Star Maker

Olaf Stapledon

1937

From the back garden of suburban England in the thirties to the depths of Outer Space, this book is a sweeping study of the human condition and what it means to be human and god.

The Protagonist is never named, but we know that he is unhappy with his ordinary life and the everydayness of his family life. As he sits on the ground contemplating his own condition, he is swept into the dark depths. After a period of passive acceptance of his strange mode of travel, he urgently begins searching the skies, first for Earth, but that appears to be hopelessly lost, then for any Earth like planet but it seems that such planets are a rarity in the galaxy.

Finally, he finds a planet where the conditions are remarkably like Earth so his insubstantial being flows down to the surface where it hunts out a body it can share information with. He spends many years on this planet examining its cultures and relating them to those he had left behind, finding them similar to those that he had left behind.

After a catastrophic war, he and his host learn how to bring his mental travelling under conscious control and head out into the galaxy where they learn that there are vast numbers of similar disembodied intelligences examining the galaxy and begin to coalesce into ever larger groups that enable the group as a whole comprehend an increasingly wider spectrum of intelligences.

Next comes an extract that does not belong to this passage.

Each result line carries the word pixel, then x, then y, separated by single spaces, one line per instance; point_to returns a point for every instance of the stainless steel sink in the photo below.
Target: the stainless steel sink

Much of the book is made up as an encyclopaedia of the planets and intelligences these groups find.

Eventually the group becomes sophisticated enough to perceive the Star Maker; the Being behind the creation of the Galaxy and they realise that this is part of their purpose - to give meaning to the Star Maker and the Galaxy.

With this realisation, the Protagonist is finally returned to his own home in a London that is on the edge of a war that he had seen destroy many other civilisations.


This is part of the Science Fiction Masterworks series.